Paul Clemens is a lanky right handed pitcher who can really bring it. Like Oberholtzer, Clemens was an All-Star for the Braves’ Mississippi AA affiliate. Also like Oberholtzer, Sosa and Cosart, Clemens will join the starting rotation for Corpus Christi, but might be in line for a promotion if he can rein in some of his wildness. From South Carolina by way of Louisburg Community College in North Carolina, Clemens was a 7th round selection by the Braves and, at the time of the trade, was rated as the 26th best prospect in their organization by Baseball America. Baseball America goes on to note that Clemens “has as much raw ability as any pitcher in the Braves organization… when he’s on, he can run it up to 97 mph with an above-average curveball… is athletic and he should end up as a middle of the rotation starter or useful reliever.” More than any other assessment on the Astros new prospects, this entry by Baseball America has me the most intrigued.

The Braves have uber-prospects Julio Teheran, Randall Delgado, Mike Minor and Arodys Vizcaino, yet Paul Clemens “has as much raw ability as any pitcher in the Braves organization.” “Braves organization” they said… that has to include guys in the majors, too, right? Like Tommy Hanson, Craig Kimbrel and Jair Jurrjens? That’s a truly exciting statement if Clemens can eventually put it all together. The 6’4”, 180lbs, Paul Clemens is not nearly as polished as Oberholtzer, but I would say his ceiling is higher. Clemens is definitely someone to pay attention to.

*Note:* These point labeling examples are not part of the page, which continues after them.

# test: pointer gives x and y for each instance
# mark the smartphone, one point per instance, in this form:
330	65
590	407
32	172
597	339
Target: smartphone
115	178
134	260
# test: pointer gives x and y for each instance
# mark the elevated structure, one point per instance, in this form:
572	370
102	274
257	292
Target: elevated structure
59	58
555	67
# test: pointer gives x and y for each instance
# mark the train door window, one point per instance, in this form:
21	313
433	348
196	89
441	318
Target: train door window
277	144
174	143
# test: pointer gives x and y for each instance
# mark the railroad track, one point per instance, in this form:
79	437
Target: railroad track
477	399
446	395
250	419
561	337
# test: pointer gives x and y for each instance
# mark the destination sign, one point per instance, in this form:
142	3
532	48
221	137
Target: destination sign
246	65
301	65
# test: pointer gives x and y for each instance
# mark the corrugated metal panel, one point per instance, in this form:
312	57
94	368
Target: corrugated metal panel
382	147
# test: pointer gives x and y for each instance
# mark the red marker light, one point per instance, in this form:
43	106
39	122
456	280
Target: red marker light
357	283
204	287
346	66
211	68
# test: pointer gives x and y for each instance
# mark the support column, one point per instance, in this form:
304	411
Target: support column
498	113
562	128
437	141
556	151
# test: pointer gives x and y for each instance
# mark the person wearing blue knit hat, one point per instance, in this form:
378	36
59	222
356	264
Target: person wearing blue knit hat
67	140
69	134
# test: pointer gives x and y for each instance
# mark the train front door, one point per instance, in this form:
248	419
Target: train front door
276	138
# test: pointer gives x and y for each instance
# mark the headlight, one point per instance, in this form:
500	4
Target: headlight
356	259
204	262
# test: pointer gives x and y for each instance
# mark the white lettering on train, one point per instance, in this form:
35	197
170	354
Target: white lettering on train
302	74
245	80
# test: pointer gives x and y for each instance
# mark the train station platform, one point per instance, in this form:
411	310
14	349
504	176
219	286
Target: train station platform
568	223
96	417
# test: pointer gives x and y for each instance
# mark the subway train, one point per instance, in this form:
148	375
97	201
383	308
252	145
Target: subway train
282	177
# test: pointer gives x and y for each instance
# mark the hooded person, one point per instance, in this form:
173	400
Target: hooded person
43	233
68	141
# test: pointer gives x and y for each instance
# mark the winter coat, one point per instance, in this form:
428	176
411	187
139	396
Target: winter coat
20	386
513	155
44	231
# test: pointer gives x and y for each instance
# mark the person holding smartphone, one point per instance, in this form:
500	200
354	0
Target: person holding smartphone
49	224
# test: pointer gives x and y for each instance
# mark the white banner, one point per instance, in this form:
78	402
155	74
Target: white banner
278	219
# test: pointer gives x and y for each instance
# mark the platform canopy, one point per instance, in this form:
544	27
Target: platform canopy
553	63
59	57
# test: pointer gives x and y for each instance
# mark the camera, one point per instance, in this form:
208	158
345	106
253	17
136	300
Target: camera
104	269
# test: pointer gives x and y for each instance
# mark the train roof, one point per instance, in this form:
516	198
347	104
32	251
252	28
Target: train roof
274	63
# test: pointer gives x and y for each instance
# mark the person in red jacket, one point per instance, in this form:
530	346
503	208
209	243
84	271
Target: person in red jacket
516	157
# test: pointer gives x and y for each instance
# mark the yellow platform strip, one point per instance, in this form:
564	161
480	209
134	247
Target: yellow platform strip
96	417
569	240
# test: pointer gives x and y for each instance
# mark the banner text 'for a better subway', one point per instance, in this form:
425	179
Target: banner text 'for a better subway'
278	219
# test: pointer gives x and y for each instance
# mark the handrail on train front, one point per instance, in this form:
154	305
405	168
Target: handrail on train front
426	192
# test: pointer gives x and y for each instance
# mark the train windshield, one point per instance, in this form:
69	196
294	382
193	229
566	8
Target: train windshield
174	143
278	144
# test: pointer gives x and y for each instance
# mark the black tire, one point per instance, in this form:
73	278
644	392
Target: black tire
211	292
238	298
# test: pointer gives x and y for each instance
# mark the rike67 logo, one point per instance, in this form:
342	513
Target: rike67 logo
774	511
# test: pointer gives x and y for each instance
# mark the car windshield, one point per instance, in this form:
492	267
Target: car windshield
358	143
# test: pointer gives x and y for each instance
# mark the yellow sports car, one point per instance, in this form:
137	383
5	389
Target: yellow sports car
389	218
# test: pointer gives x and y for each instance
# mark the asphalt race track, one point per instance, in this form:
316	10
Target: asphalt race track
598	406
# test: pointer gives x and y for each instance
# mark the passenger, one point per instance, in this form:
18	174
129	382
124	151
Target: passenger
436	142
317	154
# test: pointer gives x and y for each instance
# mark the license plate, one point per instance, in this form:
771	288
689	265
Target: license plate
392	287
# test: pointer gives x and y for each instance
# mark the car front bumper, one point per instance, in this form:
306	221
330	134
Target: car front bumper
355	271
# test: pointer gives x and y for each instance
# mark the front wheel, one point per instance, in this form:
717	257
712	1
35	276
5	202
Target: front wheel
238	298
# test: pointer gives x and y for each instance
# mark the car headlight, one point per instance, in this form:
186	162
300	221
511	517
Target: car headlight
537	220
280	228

I have a hunch that Juan Abreu will be in an Astros uniform before the end of the month. Abreu is a solid reliever who can touch the high 90’s. The Astros bullpen has more problems than the Jackson 5. Abreu is 26 years old and is 6’0” and 185lbs. In his 6 years of professional baseball, this is Abreu’s 3rd organization and has yet to obtain any major league service time. At AAA Gwinnett, he sported a 2.25 ERA in 48 innings pitcher. He also had 68 strikes, so he does appear to be overmatching hitters at times. Abreu, like Zeid, should be considered a valuable player, but he’s more of a piece of the puzzle rather the whole solution to a bigger problem. He’s a nice addition to the club, but certainly not in the Singleton, Cosart or Oberholtzer zipcode.

At the time of the trade, Baseball America ranked Abreu as the Braves 27th best prospect. They go on to say “Fastball sits at 95-96 and has been clocked up to 99mph with a whip-like delivery… 80mph curveball is a plus pitch… he’s a potential set-up man and a spot closer if it all comes together.” Abreu appears to be the most major league ready of all the prospects acquired (other than Schafer), so I imagine he’ll be in Houston as soon as the next bullpen guy falters.


There is a lot to look forward to in the next year or two. As much as I hate to say it, I don’t think we should get caught up in wins and losses, but rather watching these guys grow into major leaguers.

We’ve got hope… now it is time to sit back and watch. This is baseball. This is fun.